Saturday, January 24, 2026

Camp Snap Pro - Xenon-flash

CampSnapPhoto did a very good thing, adding a real flash to the Camp Snap Pro. This features allows for "slaves" being triggered enabling elaborate lighting setups. Very very cool in particular since the CS-Pro flash has 2 different settings.
However, there is a (solvable) problem. The flash of the CS-Pro does not produce a homogeneous field of light, something I tested flashing a white ceiling. The photo displayed stripes across the image. A strip of Scotch Magic Tape over the flash unit improved the distribution to some extent; not perfect, good enough however.



My thanks to the CampSnapPhoto-folks for adding the Xenon-flash. Setting up a scene with slaves will erase the problem with the in-homogeneous light-field. Mind you, I already sold photographs taken with the Camp Snap 105. I am pretty sure that I can create professional scenes with the Camp Snap Pro and a decent setup of inexpensive slave speed-lights and cheap light modulators / reflectors.

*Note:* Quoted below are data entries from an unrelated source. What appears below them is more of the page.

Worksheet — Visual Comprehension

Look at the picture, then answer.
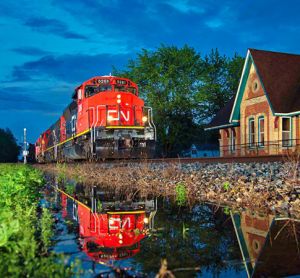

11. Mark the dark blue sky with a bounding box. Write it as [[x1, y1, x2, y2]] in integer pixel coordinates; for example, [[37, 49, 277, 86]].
[[0, 0, 300, 142]]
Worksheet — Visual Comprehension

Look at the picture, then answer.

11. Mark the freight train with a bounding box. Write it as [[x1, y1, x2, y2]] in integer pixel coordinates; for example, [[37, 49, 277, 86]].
[[56, 185, 157, 262], [35, 76, 156, 162]]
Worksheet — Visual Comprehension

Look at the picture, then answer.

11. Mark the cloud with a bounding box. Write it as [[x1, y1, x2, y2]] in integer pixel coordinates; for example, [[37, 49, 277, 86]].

Camp Snap Pro - a true BW camera now

Life kept me busy/lazy for a while. Finally, my return to the Camp Snap Pro. I sent the company a message about my desire to have the LUT of the CS-105 in the CS-PRO. I guess the market for this kind of weird stuff is pretty small, hence, I have not heard back after the first confirmation, also, their filter-designer-tool seems to create files as before. So, well, no real weird stuff possible as with the 105. (bummer!)
However, now CampSnapPhoto explains how to assign filters to all positions of the mode-dial:
Filters are case-sensitive and must be lowercase.
std.flt, vtg1.flt, vtg2.flt, or bw.flt
(cf https://www.campsnapphoto.com/pages/filters%20)
So, it is what we got. However, here comes the plan, look at your B&W-photo text books on how to use color filters with B&W film. Here is a "random" page, I just picked up by a search engine: https://thedarkroom.com/color-filters-with-bw-film/
With CampSnapPhoto's filter creation page, we can of course design our own filter definitions for the CS-Pro.
My advice is to play with R, G, B first, then with Hue. Now reduce the Saturation to 0 and fine adjust with Brightness, Contrast and Hue.
Is it as good a manipulating the RGB-LUT of the CS-105? Of course it is not. However, once you have fine tuned your filter-files, you can set a specific filter to a specific position of the selector, making the camera a BW-film with 4 filters simulation.
My choice is to have a general purpose black and white setting on the STD position. VTG1 has a soft portrait setting (for women), VTG2 a hard portrait setting (elderly men). The BW position is occupied by a very hard contrast setting having a red filter (landscapes, skylines, dramatic skies, etc).